(VOR News) – Boeing’s Chief Financial Officer, Brian West, recognised that the worker strike, which started just after midnight on Friday, will negatively impact aircraft deliveries and “put the recovery of the company in jeopardy.”
This state of affairs resulted from the industrial workers’ massive walkout and rejection of a new labour contract that the corporation was offering.
Resuming talks in order to “reach an agreement that is good for our people, their families, and our community” is Boeing’s primary goal at the moment, according to West. This is the main goal that wants to accomplish.
Boeing’s stock fell by nearly four percent on Friday after the company announced that it would be going on strike.
Fitch Ratings has warned that an extended strike may increase the likelihood of a downgrade, which could raise the cost of borrowing money. Moody’s has placed all of Boeing’s credit ratings under review for the possibility of a downgrade. Every one of Boeing’s credit ratings is being reviewed by Moody’s.
Boeing’s debt is rising and will get worse.
Regarding Boeing’s ability to meet its goal of producing 38 737 Max aircraft per month by the end of the year, West did not provide any confirmation. West withheld any information pertaining to this attempt. According to Sheila Kahyaoglu, an aerospace analyst at Jefferies, Boeing might lose up to 1.5 billion dollars in the event of a thirty-day strike.
A tentative labour deal was put out by Boeing and the International Association of Machinists and Aerospace Workers as a possible fix. A twenty-five percent pay raise spread over four years is also part of the agreement, along with adjustments to healthcare and retirement benefits.
Conversely, employees demanded a forty percent salary rise, claiming the offer was inadequate in light of the rising cost of living. They were also asking for an increase in the offer.
Ninety-six percent of workers supported the strike, which started on Friday just after midnight, while ninety-four point six percent of workers opposed the idea.
The production of Boeing’s 737 Max aircraft, which are produced in Renton, Washington, and are sold to a wide range of consumers, is anticipated to be impacted by the strike.

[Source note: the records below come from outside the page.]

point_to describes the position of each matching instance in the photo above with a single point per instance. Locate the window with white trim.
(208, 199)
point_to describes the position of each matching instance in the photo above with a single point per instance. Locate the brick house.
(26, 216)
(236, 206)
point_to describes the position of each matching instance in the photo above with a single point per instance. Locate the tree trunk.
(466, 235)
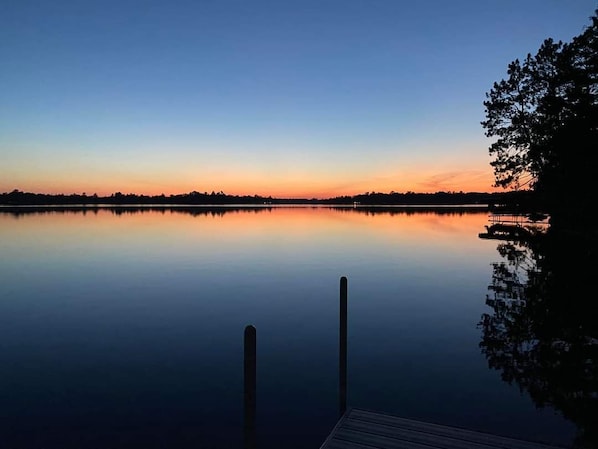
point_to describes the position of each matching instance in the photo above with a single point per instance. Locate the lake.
(123, 328)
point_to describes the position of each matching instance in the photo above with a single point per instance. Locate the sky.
(282, 98)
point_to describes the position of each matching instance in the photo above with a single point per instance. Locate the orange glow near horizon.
(307, 187)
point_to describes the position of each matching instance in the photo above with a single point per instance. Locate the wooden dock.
(362, 429)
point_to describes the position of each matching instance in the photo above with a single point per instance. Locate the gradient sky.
(289, 98)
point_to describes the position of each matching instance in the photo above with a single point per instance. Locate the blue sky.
(283, 98)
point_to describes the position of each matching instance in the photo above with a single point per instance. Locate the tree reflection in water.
(541, 333)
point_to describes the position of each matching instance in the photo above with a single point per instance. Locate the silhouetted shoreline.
(439, 199)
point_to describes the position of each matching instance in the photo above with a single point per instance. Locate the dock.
(363, 429)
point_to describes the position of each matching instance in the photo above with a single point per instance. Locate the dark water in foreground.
(125, 330)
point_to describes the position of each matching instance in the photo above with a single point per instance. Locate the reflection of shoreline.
(211, 209)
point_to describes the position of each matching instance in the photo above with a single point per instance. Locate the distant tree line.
(18, 198)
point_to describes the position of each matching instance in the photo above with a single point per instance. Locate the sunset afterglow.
(291, 99)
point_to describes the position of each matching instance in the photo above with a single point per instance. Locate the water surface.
(123, 328)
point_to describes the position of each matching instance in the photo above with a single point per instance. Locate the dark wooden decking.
(361, 429)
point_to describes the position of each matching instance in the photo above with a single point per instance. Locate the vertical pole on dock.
(342, 362)
(249, 365)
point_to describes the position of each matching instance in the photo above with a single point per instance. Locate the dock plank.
(363, 429)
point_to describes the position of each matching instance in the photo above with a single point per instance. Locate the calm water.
(122, 330)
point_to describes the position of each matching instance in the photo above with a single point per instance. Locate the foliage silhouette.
(542, 333)
(544, 117)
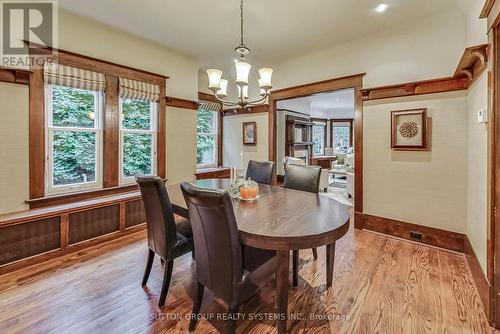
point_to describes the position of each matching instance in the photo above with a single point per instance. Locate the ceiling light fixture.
(219, 86)
(381, 8)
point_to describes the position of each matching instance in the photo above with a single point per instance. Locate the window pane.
(74, 157)
(341, 137)
(206, 149)
(136, 114)
(73, 107)
(137, 153)
(207, 121)
(318, 139)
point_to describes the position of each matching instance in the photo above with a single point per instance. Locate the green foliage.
(74, 151)
(206, 141)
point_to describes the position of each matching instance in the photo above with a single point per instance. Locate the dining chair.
(167, 238)
(232, 271)
(260, 172)
(303, 178)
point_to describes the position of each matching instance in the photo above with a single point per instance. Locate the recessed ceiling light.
(381, 8)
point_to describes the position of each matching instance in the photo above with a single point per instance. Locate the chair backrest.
(305, 178)
(216, 240)
(260, 172)
(160, 221)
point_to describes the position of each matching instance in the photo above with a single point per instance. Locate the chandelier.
(219, 86)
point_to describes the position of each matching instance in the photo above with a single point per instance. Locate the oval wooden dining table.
(282, 220)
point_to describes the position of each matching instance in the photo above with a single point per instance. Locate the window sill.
(51, 200)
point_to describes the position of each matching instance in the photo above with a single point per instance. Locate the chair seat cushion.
(183, 227)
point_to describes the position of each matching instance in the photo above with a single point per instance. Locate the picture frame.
(249, 133)
(409, 130)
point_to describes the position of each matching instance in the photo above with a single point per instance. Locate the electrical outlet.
(482, 116)
(416, 235)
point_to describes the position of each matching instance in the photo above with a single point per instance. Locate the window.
(207, 138)
(74, 136)
(138, 138)
(342, 136)
(319, 134)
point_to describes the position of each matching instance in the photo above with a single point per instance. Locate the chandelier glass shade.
(218, 85)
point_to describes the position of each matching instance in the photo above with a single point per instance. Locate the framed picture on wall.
(409, 130)
(249, 133)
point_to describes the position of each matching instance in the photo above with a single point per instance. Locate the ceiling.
(331, 105)
(274, 30)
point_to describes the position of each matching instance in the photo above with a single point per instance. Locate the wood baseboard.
(428, 235)
(480, 280)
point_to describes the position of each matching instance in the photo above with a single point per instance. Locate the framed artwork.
(249, 133)
(409, 130)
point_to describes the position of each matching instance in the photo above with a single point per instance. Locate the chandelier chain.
(241, 23)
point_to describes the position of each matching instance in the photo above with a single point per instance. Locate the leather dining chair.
(167, 237)
(232, 271)
(303, 178)
(260, 172)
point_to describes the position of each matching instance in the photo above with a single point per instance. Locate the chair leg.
(166, 282)
(315, 253)
(149, 264)
(233, 319)
(295, 269)
(196, 307)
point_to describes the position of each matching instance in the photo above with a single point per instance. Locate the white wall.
(425, 50)
(233, 140)
(14, 158)
(477, 179)
(425, 188)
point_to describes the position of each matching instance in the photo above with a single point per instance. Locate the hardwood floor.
(380, 285)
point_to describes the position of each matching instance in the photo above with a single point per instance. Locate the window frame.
(50, 129)
(216, 141)
(153, 130)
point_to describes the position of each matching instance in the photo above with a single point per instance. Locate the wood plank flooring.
(381, 285)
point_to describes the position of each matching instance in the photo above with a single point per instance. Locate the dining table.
(282, 220)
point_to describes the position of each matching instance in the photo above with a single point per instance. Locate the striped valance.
(132, 89)
(58, 74)
(211, 106)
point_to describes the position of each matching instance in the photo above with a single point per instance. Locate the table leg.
(330, 259)
(282, 272)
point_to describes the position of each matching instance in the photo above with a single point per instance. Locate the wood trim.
(207, 97)
(181, 103)
(80, 196)
(351, 81)
(430, 236)
(98, 65)
(220, 139)
(23, 263)
(111, 133)
(473, 63)
(485, 12)
(15, 76)
(482, 284)
(36, 135)
(441, 85)
(161, 142)
(248, 110)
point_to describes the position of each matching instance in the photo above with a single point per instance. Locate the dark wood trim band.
(181, 103)
(430, 236)
(482, 284)
(441, 85)
(247, 110)
(15, 76)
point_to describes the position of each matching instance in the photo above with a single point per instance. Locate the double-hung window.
(74, 130)
(207, 140)
(138, 138)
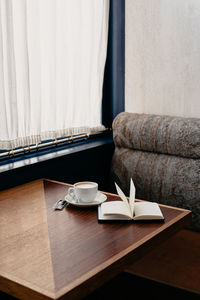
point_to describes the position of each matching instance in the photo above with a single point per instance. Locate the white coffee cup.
(84, 191)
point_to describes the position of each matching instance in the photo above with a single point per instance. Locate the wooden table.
(47, 254)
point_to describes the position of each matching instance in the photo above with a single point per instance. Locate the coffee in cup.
(84, 191)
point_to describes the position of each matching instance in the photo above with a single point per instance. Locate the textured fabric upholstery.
(162, 156)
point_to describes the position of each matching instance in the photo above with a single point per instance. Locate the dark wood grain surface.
(47, 254)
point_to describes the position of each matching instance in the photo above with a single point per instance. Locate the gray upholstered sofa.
(162, 156)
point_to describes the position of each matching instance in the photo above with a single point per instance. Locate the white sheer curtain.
(52, 58)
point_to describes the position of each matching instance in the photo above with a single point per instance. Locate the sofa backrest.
(162, 156)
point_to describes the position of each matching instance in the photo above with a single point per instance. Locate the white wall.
(163, 57)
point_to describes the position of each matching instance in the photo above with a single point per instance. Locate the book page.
(147, 211)
(123, 197)
(132, 197)
(115, 208)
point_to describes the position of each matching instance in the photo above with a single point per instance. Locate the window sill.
(56, 152)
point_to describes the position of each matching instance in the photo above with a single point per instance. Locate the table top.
(48, 254)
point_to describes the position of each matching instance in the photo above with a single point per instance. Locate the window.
(52, 56)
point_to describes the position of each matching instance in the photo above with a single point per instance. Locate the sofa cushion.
(162, 178)
(162, 134)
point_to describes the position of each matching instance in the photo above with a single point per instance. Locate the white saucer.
(100, 198)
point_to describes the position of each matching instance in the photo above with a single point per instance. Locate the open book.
(129, 209)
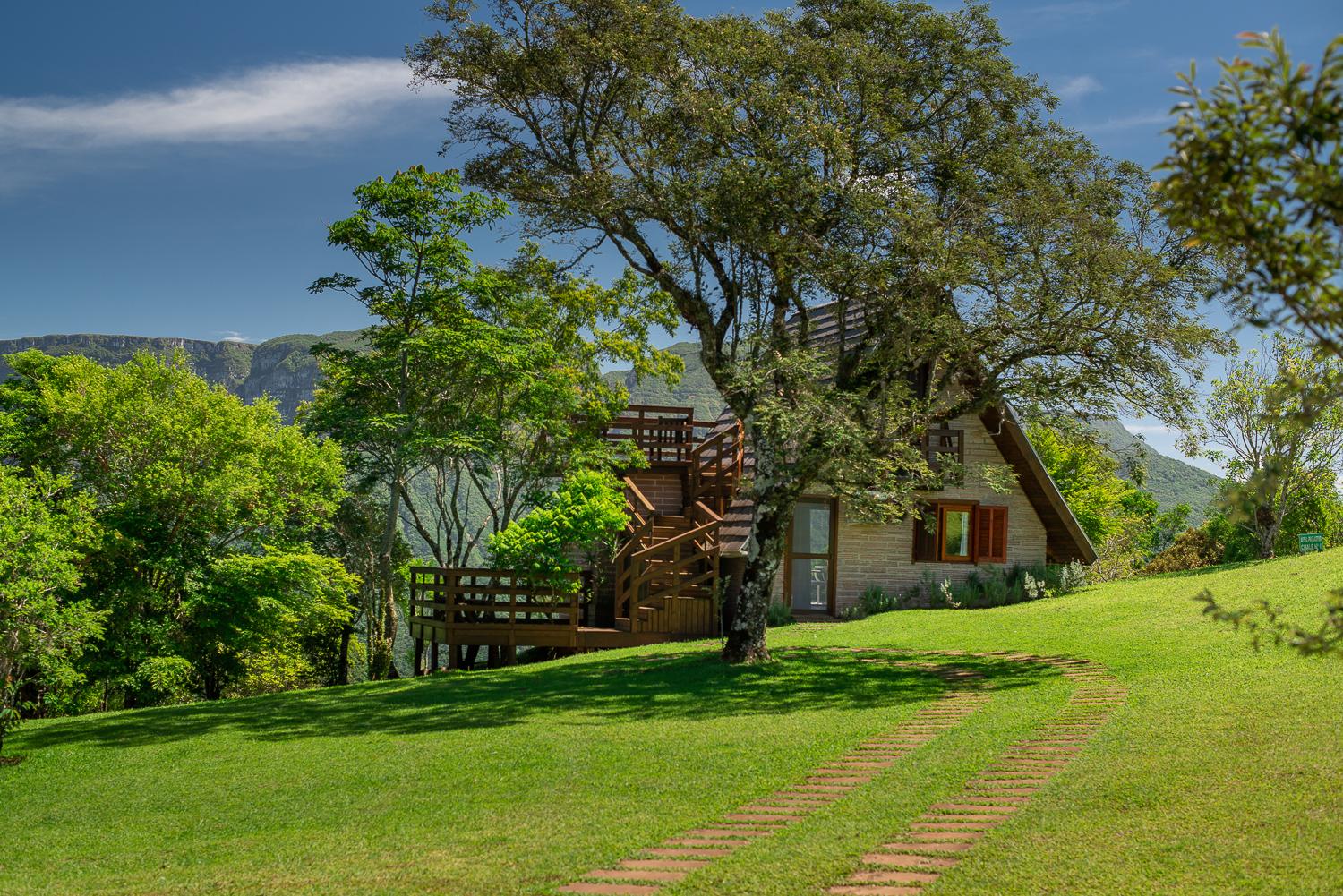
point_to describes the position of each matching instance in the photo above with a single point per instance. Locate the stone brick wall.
(883, 555)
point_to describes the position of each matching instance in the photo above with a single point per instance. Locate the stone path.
(935, 841)
(677, 856)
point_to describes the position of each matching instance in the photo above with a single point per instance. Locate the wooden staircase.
(666, 570)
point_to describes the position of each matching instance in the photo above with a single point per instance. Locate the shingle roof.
(1065, 539)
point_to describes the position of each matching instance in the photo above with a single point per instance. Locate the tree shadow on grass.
(693, 686)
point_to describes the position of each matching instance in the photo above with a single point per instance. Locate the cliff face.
(282, 368)
(223, 363)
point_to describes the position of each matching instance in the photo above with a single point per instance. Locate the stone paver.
(765, 815)
(937, 840)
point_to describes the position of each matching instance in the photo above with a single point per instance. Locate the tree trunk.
(1267, 527)
(343, 664)
(774, 501)
(386, 584)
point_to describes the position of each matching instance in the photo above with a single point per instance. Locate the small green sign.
(1307, 542)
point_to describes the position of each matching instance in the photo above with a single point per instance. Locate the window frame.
(832, 558)
(971, 509)
(932, 455)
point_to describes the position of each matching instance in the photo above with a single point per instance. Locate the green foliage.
(872, 601)
(1192, 550)
(1281, 443)
(1119, 517)
(1002, 586)
(179, 476)
(1254, 169)
(478, 387)
(250, 616)
(585, 515)
(982, 239)
(1087, 476)
(45, 533)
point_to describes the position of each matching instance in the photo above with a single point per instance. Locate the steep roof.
(1065, 539)
(1064, 536)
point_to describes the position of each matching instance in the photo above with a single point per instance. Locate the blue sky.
(167, 168)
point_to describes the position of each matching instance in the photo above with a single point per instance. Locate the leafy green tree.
(483, 381)
(857, 155)
(246, 627)
(1280, 446)
(583, 516)
(43, 535)
(1254, 169)
(1319, 508)
(180, 477)
(528, 363)
(1087, 476)
(378, 403)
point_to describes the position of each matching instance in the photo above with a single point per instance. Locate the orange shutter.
(991, 535)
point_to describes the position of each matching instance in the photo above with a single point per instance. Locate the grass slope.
(1219, 775)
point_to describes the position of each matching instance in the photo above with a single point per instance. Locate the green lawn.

“The strike will have an impact on production and deliveries as well as our operations, and it will put our recovery in jeopardy,” West declared in a statement. West wrote his statement in reaction to the walkout.
Boeing’s future goal is to cut cash outflows, he said.
The objective that will be pursued is this. Additionally, Kelly Ortberg, the newly appointed Chief Executive Officer of Boeing, will work hard to mend the company’s relationship with the union.
Boeing, which has already been coping with a number of production problems and safety concerns, is anticipated to encounter more difficulties as a result of the strike.
The Federal Aviation Administration (FAA) decided in January to stop from increasing the production of its Max aircraft due to a door plug leak that occurred on a virtually new Boeing 737 Max 9.
Additionally, Boeing had to work to raise its quality and safety standards since the Federal Aviation Administration (FAA) increased the number of inspections conducted at its operations.
Inspectors would stay at installations for the duration of the strike, the Federal Aviation Administration (FAA) said on Friday. The most recent strike by machinists took place in 2008, and it caused a work halt that lasted about two months.